RCMP 24 hour emergency service 911
 Specialized Victims Assistance Program
860.8300
 Women's Emergency Shelter
 763.1040
 RCMP Victim Assistance
 470.624

Seeing a doctor

In Canada, it is common to have a family doctor or general practitioner (also called GP) who will take you on as his/her regular patient. usually, you visit your family doctor if you have a health concern or to make sure you are healthy. If you require the services of a specialist (e.g., an eye doctor), your family doctor may refer you to another doctor (recommend someone and make an appointment on your behalf).

If you do not have a family doctor, you can also go to a walk-in clinic. Walk-in clinics don’t require an appointment, are usually open longer hours, and are a good option if you are feeling unwell but don’t require emergency care. Check the yellow pages of the phone book under “Clinics” or “Physicians” for a walk-in clinic near you.

If you experience a health emergency, you should go to the emergency room of the nearest hospital.
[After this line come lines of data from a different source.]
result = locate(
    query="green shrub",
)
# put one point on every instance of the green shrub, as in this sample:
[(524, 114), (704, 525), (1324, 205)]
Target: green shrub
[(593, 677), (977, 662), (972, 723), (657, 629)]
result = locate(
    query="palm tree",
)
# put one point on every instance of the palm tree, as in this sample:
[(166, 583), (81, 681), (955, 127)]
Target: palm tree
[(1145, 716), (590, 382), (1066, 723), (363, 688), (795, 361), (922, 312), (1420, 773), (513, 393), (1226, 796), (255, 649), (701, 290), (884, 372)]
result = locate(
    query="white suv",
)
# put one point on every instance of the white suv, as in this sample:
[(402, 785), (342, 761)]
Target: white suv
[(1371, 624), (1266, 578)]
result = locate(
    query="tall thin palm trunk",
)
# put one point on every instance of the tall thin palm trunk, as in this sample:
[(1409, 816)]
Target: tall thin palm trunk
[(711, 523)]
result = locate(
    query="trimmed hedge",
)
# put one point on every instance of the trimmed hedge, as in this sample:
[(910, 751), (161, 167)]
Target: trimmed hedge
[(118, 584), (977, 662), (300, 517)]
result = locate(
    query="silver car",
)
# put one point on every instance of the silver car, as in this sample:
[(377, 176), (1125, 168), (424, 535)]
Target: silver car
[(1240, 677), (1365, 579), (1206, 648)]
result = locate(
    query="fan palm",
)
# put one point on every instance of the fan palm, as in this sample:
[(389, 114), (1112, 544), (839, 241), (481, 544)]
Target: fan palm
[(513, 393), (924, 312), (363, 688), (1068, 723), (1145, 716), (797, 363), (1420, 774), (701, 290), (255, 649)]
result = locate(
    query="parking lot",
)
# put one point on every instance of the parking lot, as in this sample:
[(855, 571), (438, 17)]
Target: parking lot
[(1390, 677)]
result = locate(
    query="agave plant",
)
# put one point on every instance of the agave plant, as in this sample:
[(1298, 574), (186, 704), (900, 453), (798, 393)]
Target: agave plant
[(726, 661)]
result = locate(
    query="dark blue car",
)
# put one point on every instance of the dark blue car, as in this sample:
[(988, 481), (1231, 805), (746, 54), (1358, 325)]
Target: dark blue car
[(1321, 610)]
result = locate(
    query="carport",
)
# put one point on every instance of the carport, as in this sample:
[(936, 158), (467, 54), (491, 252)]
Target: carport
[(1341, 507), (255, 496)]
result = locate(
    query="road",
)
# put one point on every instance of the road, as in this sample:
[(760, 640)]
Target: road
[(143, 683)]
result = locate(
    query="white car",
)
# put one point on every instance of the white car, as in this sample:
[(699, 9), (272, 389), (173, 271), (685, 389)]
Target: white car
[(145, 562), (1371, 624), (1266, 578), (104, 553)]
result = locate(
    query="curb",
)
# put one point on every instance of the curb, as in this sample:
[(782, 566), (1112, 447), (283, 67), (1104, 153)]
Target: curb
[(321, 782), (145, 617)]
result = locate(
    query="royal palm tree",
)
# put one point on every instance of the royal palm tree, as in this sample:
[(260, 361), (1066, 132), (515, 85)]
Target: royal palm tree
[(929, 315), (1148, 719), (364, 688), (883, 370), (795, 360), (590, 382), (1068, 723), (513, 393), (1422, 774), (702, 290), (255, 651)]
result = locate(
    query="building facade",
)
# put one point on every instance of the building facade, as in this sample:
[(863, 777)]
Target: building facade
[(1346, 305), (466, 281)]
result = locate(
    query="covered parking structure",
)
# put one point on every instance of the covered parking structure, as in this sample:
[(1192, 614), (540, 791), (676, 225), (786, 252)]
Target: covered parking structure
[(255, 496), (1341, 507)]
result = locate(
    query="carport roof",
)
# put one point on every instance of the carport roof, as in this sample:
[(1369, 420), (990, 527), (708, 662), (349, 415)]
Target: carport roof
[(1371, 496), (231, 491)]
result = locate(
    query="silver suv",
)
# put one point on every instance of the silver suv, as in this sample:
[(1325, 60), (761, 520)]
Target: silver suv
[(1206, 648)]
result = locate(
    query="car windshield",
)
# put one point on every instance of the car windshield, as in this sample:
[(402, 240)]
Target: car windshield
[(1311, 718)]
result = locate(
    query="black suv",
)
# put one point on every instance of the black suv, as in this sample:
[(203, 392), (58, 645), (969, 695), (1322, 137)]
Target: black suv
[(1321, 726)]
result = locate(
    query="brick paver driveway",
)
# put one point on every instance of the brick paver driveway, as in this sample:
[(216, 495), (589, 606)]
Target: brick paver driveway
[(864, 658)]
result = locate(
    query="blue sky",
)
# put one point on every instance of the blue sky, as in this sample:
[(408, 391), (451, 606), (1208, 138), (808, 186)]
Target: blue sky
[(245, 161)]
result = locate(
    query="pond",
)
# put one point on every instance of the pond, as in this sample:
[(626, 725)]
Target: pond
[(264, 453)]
Be aware that waiting times at the hospital can be several hours. In emergency rooms, a nurse will determine which patients require the most urgent care.

When you visit a Canadian doctor:

  • describe all your health concerns at the beginning of your visit. It's important to ensure that the doctor is aware of all your health issues before he or she goes on to the next patient.
  • ask your doctor questions. It is acceptable and common to ask questions and to seek a second opinion from another doctor if you wish.
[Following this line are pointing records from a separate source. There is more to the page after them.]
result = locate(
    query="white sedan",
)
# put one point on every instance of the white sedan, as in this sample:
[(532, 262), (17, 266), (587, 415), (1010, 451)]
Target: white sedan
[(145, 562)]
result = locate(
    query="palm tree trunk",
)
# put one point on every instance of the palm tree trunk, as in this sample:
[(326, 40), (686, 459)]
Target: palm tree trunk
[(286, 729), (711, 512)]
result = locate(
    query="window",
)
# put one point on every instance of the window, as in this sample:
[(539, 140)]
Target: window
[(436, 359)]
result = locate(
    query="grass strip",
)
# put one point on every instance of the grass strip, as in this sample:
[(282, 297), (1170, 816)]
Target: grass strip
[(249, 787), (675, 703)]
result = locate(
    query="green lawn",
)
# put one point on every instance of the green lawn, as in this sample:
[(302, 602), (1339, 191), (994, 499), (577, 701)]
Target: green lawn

Your health records are confidential. No one can see your medical documents without your permission; this includes your family, your professors, other students, and UBC administration.

Medication

In Canada, mild medication is available “over the counter” at the pharmacy. If you require stronger or more specialized medication, your doctor will write you a prescription which you will have to take to a pharmacy. If the doctor prescribes medication, be sure to take it exactly as directed.

If you feel the medicine is not helping or is making you sicker, go back to the doctor.

Alternative Medicine

Alternative medicine refers to medical practices like Chinese medicine, Ayurveda, and homeopathy that are not considered part of the mainstream North American medical practice. These forms of medicine are not covered by MSP but may be covered by extended health plans. There are many alternative medicine practitioners in Kelowna.

Medical care

Before coming to Canada, it's a good idea to:

  • make sure your immunizations are up-to-date
  • have a dental examination and complete any necessary dental work
  • have an eye examination and obtain any corrective lenses

Medical records

When you come to Canada, it is a good idea to bring a copy of your medical records (for you and your family members). If you have a chronic medical condition, ask your physician to write a short medical history (preferably in English) for your new physician in Canada. Also bring records of the dates of your immunizations and tests for tetanus/diphtheria toxoid, polio, MMR (measles, mumps, and rubella), hepatitis B, and tuberculosis.

Special medications

If you use traditional medicines or special herbal remedies on a regular basis, you may want to bring enough with you to last your stay. However, check with your the nearest Canadian consulate, visa office, or the Canadian Border Services Agency about any import restrictions on these substances. Ensure that you know the names of all the medicines and remedies you bring into Canada and make sure they are in the original packaging, accompanied by a prescription from your physician wherever relevant.